I offer a warm, snug home to Preganant cats & young kittens, If their owners are struggling because they dont have experience or maybe they just dont have the time, As this is a very demanding role.

Iv seen alot of pregant cats & kittens being dumped on people or just left outside to defend for themselves because their owners are stuggling and affraid to ask for help,
Im here to help you for whatever reason,

I have years of experience with cats/kittens, Birthing and hand-rearing.

So please message me if your looking for some help.

*


----------



## Cat_Crazy (Jul 15, 2009)

Have you tried getting in touch with a few local rescues?

I am sure they would love to have you on hand especially now we are in kitten season! Most rescue's need foster homes for mums and kittens as they don't like to put them in catteries and if you can hand rear than that's even more sought after.


----------



## Lushgirl84 (Jun 27, 2011)

Cat_Crazy said:


> Have you tried getting in touch with a few local rescues?
> 
> I am sure they would love to have you on hand especially now we are in kitten season! Most rescue's need foster homes for mums and kittens as they don't like to put them in catteries and if you can hand rear than that's even more sought after.
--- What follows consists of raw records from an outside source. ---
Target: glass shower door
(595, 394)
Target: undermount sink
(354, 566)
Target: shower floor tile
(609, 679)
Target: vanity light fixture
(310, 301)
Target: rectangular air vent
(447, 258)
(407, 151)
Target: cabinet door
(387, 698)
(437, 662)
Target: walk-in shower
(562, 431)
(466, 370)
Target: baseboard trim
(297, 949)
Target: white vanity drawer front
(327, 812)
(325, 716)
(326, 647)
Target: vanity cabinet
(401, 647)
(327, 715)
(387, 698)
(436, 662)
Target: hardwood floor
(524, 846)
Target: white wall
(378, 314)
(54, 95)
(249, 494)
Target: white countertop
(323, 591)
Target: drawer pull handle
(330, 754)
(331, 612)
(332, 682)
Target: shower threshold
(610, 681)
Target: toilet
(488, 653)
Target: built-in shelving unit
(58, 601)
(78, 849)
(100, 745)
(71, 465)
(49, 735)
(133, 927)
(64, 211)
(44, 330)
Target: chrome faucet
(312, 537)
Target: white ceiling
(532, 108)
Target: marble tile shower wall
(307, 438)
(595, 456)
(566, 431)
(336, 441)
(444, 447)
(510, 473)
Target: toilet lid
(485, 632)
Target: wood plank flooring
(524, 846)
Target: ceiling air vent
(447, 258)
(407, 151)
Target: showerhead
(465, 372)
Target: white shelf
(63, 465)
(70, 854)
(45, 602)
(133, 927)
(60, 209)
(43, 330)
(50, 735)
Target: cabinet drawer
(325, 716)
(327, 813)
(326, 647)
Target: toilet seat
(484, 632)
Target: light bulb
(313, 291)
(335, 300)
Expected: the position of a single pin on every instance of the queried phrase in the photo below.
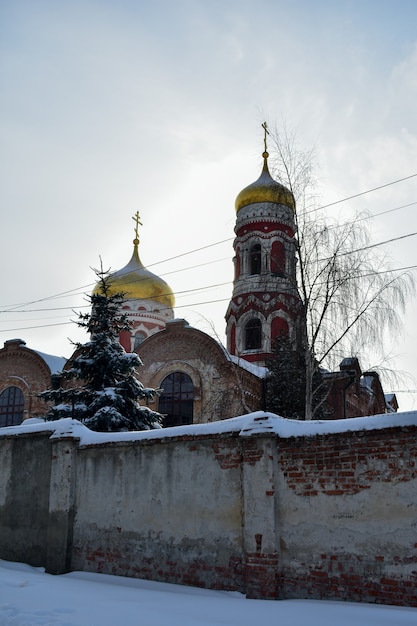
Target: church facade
(201, 380)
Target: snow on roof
(257, 370)
(246, 425)
(55, 363)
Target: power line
(10, 308)
(362, 193)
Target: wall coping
(258, 423)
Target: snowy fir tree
(105, 394)
(286, 383)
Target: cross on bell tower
(265, 302)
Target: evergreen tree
(105, 394)
(286, 383)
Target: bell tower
(265, 301)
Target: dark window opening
(177, 399)
(278, 259)
(139, 338)
(255, 259)
(253, 335)
(12, 403)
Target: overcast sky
(112, 107)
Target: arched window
(139, 338)
(253, 335)
(12, 403)
(255, 259)
(278, 258)
(177, 400)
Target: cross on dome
(137, 221)
(266, 132)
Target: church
(203, 381)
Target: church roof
(265, 189)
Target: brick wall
(247, 507)
(348, 514)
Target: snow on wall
(259, 504)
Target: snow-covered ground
(29, 597)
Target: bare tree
(351, 297)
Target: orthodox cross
(266, 132)
(137, 221)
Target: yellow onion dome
(138, 283)
(265, 189)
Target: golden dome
(138, 283)
(265, 189)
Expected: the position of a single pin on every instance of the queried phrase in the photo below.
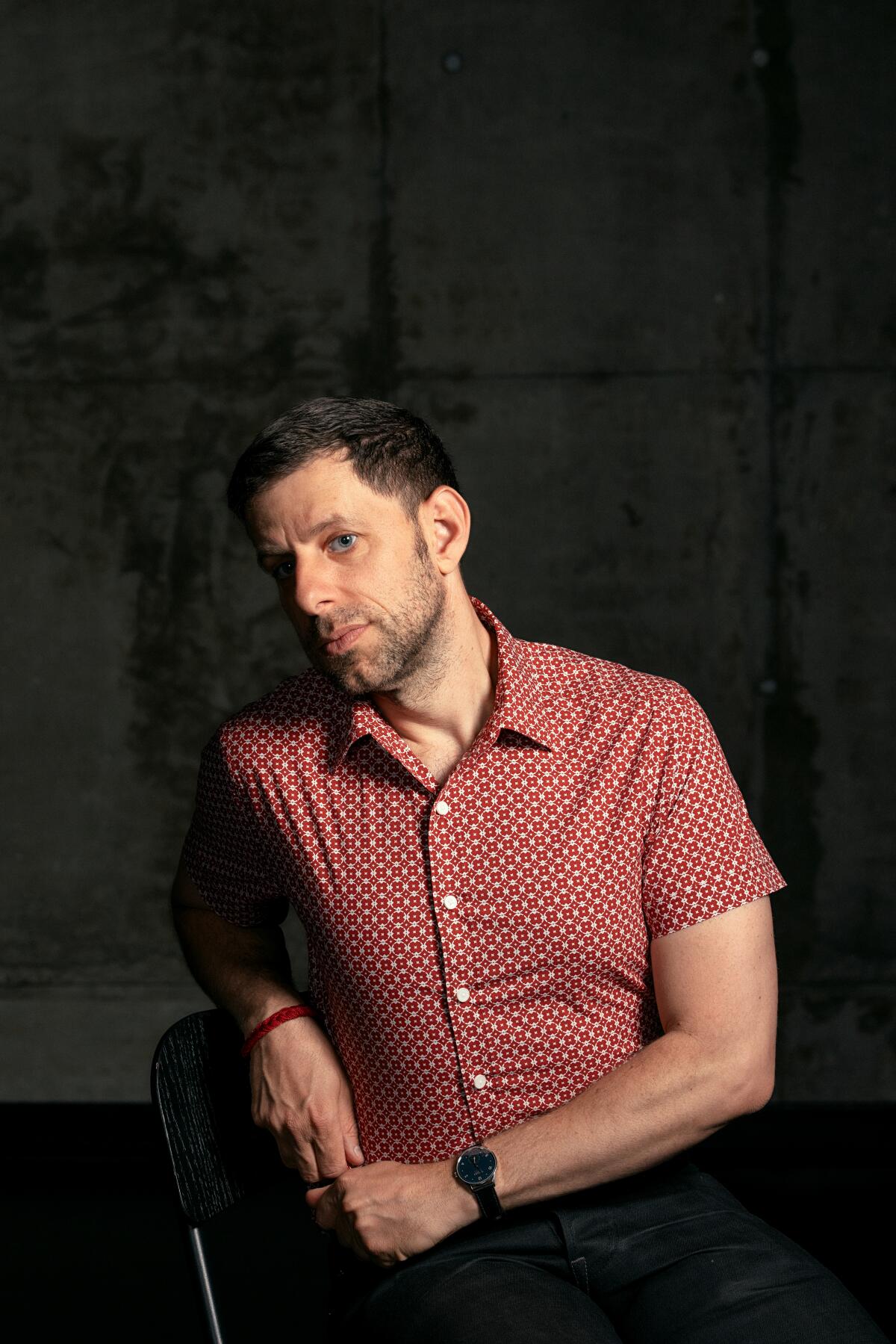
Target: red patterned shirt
(480, 950)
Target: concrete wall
(635, 262)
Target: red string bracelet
(274, 1021)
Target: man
(541, 955)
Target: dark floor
(94, 1246)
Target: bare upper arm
(184, 893)
(718, 980)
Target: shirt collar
(520, 703)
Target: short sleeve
(227, 852)
(702, 852)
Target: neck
(449, 701)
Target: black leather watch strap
(488, 1201)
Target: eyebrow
(264, 553)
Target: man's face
(343, 555)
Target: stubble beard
(408, 659)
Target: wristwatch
(474, 1168)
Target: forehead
(326, 488)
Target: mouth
(343, 642)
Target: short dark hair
(391, 450)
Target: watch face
(476, 1165)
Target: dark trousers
(664, 1257)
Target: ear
(445, 519)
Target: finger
(299, 1155)
(351, 1139)
(329, 1153)
(324, 1204)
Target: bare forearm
(245, 970)
(668, 1097)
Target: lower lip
(344, 640)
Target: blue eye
(341, 538)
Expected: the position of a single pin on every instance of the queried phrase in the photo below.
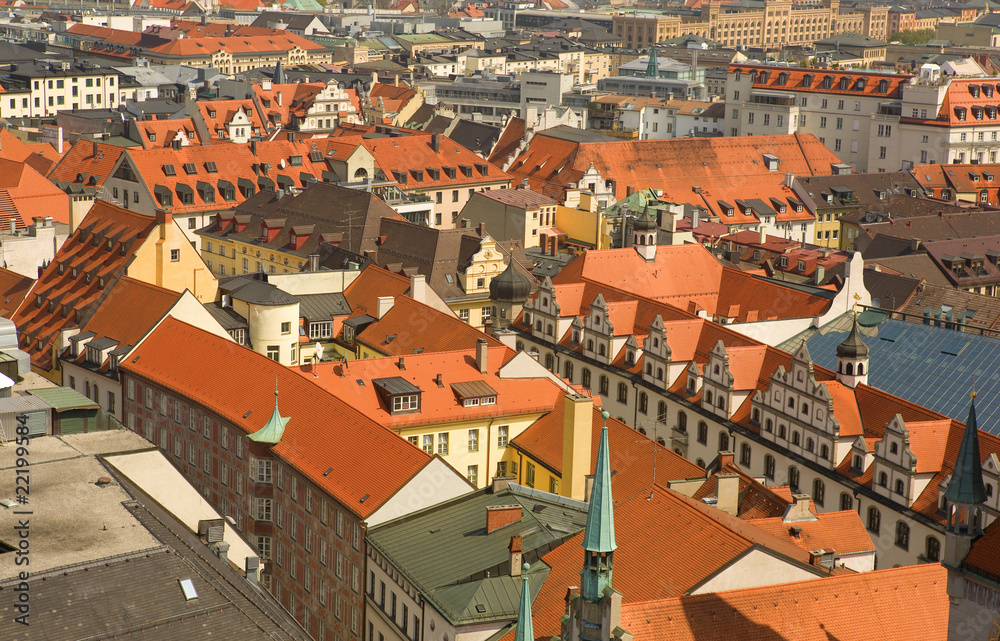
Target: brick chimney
(578, 436)
(498, 516)
(799, 510)
(727, 493)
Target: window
(874, 519)
(902, 535)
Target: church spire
(525, 628)
(599, 535)
(274, 428)
(966, 484)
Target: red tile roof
(413, 160)
(840, 531)
(438, 404)
(551, 164)
(78, 276)
(413, 325)
(371, 463)
(13, 288)
(901, 603)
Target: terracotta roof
(86, 164)
(416, 165)
(13, 288)
(673, 165)
(631, 452)
(371, 462)
(908, 602)
(78, 276)
(205, 47)
(438, 403)
(408, 320)
(840, 531)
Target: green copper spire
(275, 427)
(599, 535)
(525, 628)
(966, 484)
(651, 67)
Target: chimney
(384, 305)
(516, 549)
(727, 493)
(498, 516)
(418, 288)
(799, 510)
(481, 351)
(578, 436)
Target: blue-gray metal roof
(931, 366)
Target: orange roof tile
(673, 165)
(900, 603)
(438, 404)
(840, 531)
(371, 462)
(78, 275)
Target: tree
(913, 37)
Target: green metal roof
(445, 550)
(966, 485)
(64, 399)
(600, 533)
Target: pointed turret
(599, 535)
(852, 358)
(966, 486)
(274, 428)
(525, 628)
(652, 66)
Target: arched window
(874, 519)
(819, 491)
(902, 535)
(933, 549)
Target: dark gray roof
(226, 316)
(322, 307)
(256, 292)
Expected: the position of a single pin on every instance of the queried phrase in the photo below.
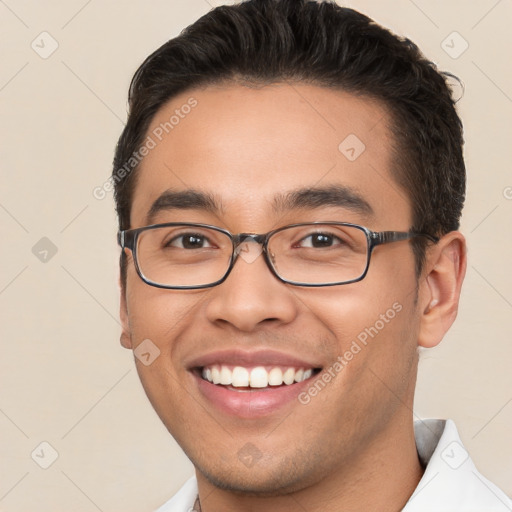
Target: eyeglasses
(190, 256)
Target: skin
(352, 447)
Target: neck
(382, 476)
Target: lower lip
(255, 403)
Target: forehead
(246, 147)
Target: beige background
(64, 377)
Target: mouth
(242, 378)
(252, 392)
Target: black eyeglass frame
(128, 239)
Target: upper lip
(239, 357)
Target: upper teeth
(257, 377)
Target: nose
(251, 295)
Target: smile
(256, 377)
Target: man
(289, 186)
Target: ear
(126, 339)
(440, 288)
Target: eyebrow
(307, 198)
(183, 200)
(314, 197)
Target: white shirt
(451, 482)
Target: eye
(320, 240)
(189, 241)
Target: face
(249, 149)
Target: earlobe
(125, 338)
(440, 288)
Spoke to someone yesterday about it, and they seem very happy about the experience i have.


----------



## kelly-joy (Oct 14, 2008)

if you pm me your email address I give it to Jennyc our foster coordinator to try and get a home check done on you ASAP. We are dealing with a large number of Pregnant, newly born kittens and kittens of all ages at the moment sadly and need all the experienced fosters we can get


----------



## Lushgirl84 (Jun 27, 2011)

kelly-joy said:


> if you pm me your email address I give it to Jennyc our foster coordinator to try and get a home check done on you ASAP. We are dealing with a large number of Pregnant, newly born kittens and kittens of all ages at the moment sadly and need all the experienced fosters we can get


Hiya, You done that for me yesterday! she has emailed the form to me.


----------



## kelly-joy (Oct 14, 2008)

Brill coz we just had another large number of cats and kittens to try and sort out today, its never ending at the moment  I have cats and kittens coming out of my ears at the moment lol


----------



## Lushgirl84 (Jun 27, 2011)

Iv got the form up on my screen to fill in but how do i send it?


----------



## Lushgirl84 (Jun 27, 2011)

kelly-joy said:


> Brill coz we just had another large number of cats and kittens to try and sort out today, its never ending at the moment  I have cats and kittens coming out of my ears at the moment lol


Iv PM`d you


----------